The Ride camera comes very neatly packed into a nice little box filled to the brim with adapters, power cables and varying mounts. It is clearly designed to accompany any mode of transport offering an array of flat stick-on mounts and Velcro grips.
As a cyclist, I was initially puzzled about which mount was meant to be for me. There were no instructions pertaining to this particular part of the gadget, so I tried them all. None fitted my helmet or my bike. The flat sticky mounts were clearly designed for a flat surface like a motorcycle helmet or a car window and were never going to sit well on an air-vented cycling helmet.
I then tried all manner of positions on my handlebars with Velcro, but the angles of the camera were all wrong. I would hazard a guess that sticking a mount to the side of your bike’s head tube would work, but I personally wouldn’t trust the stability of this and wouldn’t want to deface my frame anyway. By coincidence, my helmet had an Exposure Joystick light mount attached which fitted the camera perfectly (see helmet picture).
Once mounted, the camera is incredibly light and small. You could forget you were wearing one. It is easy to slip into your pocket once you’ve finished using it, and the USB adapter means that you can charge it up in the office ready for the journey home if needs be. The camera boasts 2 hours memory (8Gb) and 90 minutes battery use, but mine lasted three hours of on-and-off use.
The camera cleverly starts recording over old footage once the memory capacity has been reached. This makes it a very simple commuting tool if you need footage for peace of mind - you simply record and forget about it. This ease of use is probably why they have reached something of a cult status amongst cycle commuters in London, but it could be slightly disconcerting if you wanted it to record your favourite journeys or holiday memories.
There’s no concern in the rain as this camera is 10 metres waterproof. The face of the lens does collect raindrops, but the footage is still watchable if you refrain from wiping it and you would be hard-pressed to find a camera that doesn’t do this anyway.
One slight annoyance is that it doesn’t make any sound, which left me taking my helmet off a lot to check it was still on. It is also slightly disconcerting that you wouldn’t know whether the battery has run out or not either.
The footage from the camera is fantastic, especially considering how small it is. You are treated to 720p High Definition video, a 135 degree wide angle lens with low light capacity and 30 frames per second. What this means in real terms is that the camera will cover footage from pavement to pavement in smooth, bright, quality video. This is particularly useful if you are using the camera for peace of mind on busy streets. For example, it had no problem capturing the licence plate of a Seat Ibiza that roared past me at great speed round the corner of a country road on Saturday.

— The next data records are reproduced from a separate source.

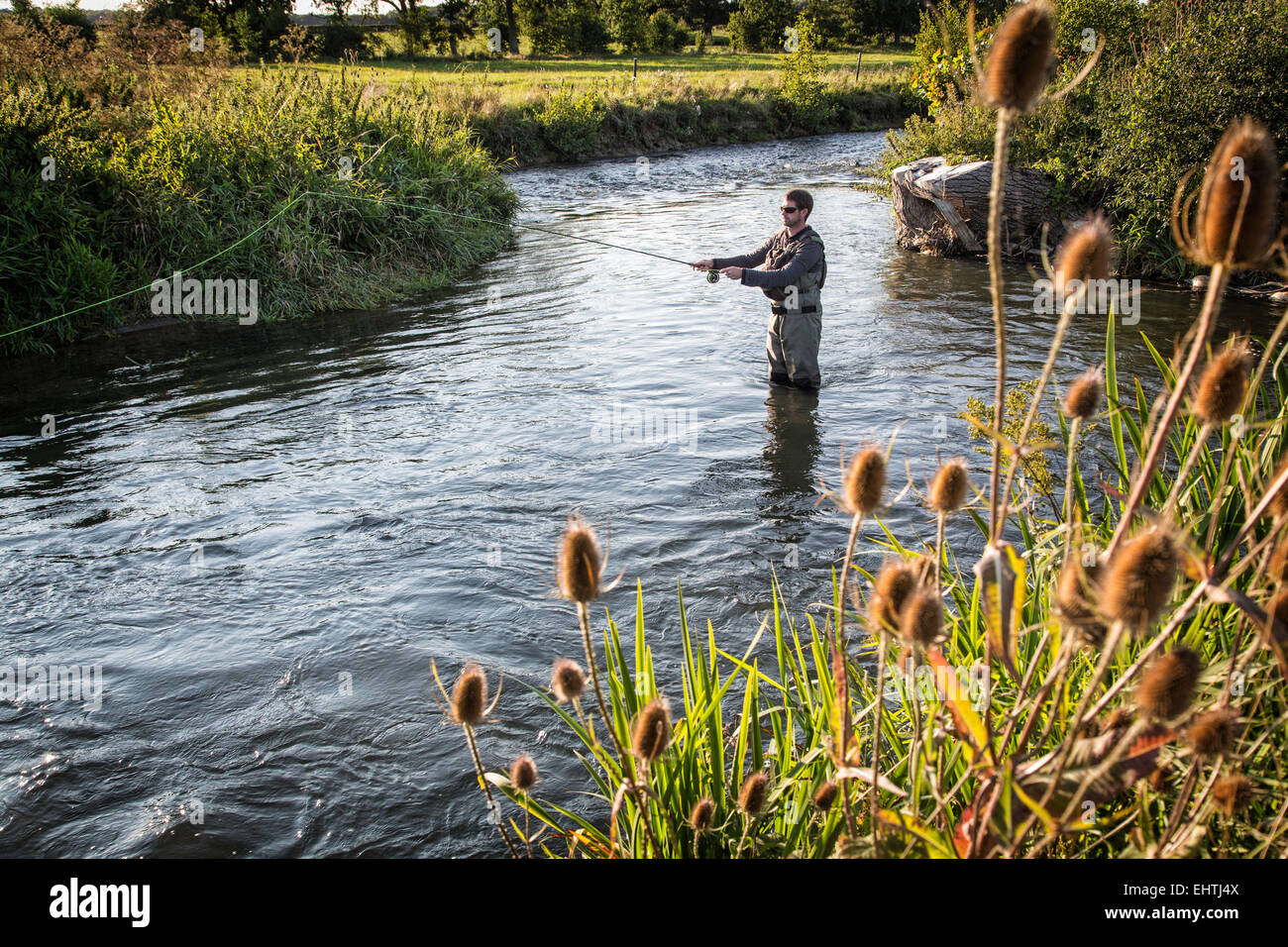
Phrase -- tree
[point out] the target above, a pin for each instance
(455, 21)
(500, 14)
(760, 26)
(253, 27)
(626, 20)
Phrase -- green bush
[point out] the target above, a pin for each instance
(570, 121)
(141, 193)
(1151, 108)
(664, 35)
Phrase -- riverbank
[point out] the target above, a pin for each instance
(307, 189)
(1168, 80)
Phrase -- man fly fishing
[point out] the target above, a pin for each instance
(790, 269)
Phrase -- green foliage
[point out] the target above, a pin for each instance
(1171, 78)
(570, 120)
(803, 77)
(760, 26)
(1014, 411)
(776, 707)
(664, 35)
(574, 27)
(188, 176)
(626, 21)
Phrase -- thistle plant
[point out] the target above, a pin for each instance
(1141, 633)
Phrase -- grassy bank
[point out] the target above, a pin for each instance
(566, 110)
(325, 187)
(1102, 674)
(1171, 77)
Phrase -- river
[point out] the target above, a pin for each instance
(262, 535)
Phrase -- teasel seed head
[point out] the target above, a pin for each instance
(1086, 253)
(1020, 60)
(825, 795)
(1223, 385)
(1232, 792)
(567, 681)
(469, 696)
(1168, 684)
(523, 774)
(894, 582)
(1085, 395)
(751, 796)
(700, 817)
(921, 621)
(1073, 596)
(1120, 716)
(580, 564)
(1140, 578)
(652, 731)
(1211, 732)
(948, 488)
(864, 479)
(1243, 158)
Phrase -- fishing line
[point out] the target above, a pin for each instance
(712, 275)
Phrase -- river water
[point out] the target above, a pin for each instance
(262, 535)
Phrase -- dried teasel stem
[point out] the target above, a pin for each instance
(1077, 722)
(1083, 257)
(487, 789)
(841, 669)
(996, 287)
(523, 776)
(1158, 444)
(626, 759)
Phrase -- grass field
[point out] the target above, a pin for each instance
(519, 80)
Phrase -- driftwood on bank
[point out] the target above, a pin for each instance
(941, 209)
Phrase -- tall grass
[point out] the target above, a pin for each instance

The camera is meant to be used much like a USB stick in that no software needs to be downloaded to use it. Unfortunately, it did not seem to load up at all on my work computer and Media Player (the recommended video playback software) on my home computer only played sound and no video. I then downloaded VCL for free from the Internet, which gave me video, but no sound. It could be that my computers are a little archaic, but nonetheless I was a little disappointed. On the plus side, they do offer free video editing software if you fancied making a little montage of your clips.
In summary, I found the camera easy to use, but with a few niggles that could be improved. The mounts are awful for cyclists, but a few extra pounds spend on an alternative, plus possible downloads of extra software, will leave you with a small and light camera that is simple to use with fantastic video quality. It may seem like a pricey investment at around £149, but it is, in my opinion, the best 'bullet camera' on the market at present if you feel the investment is worth it.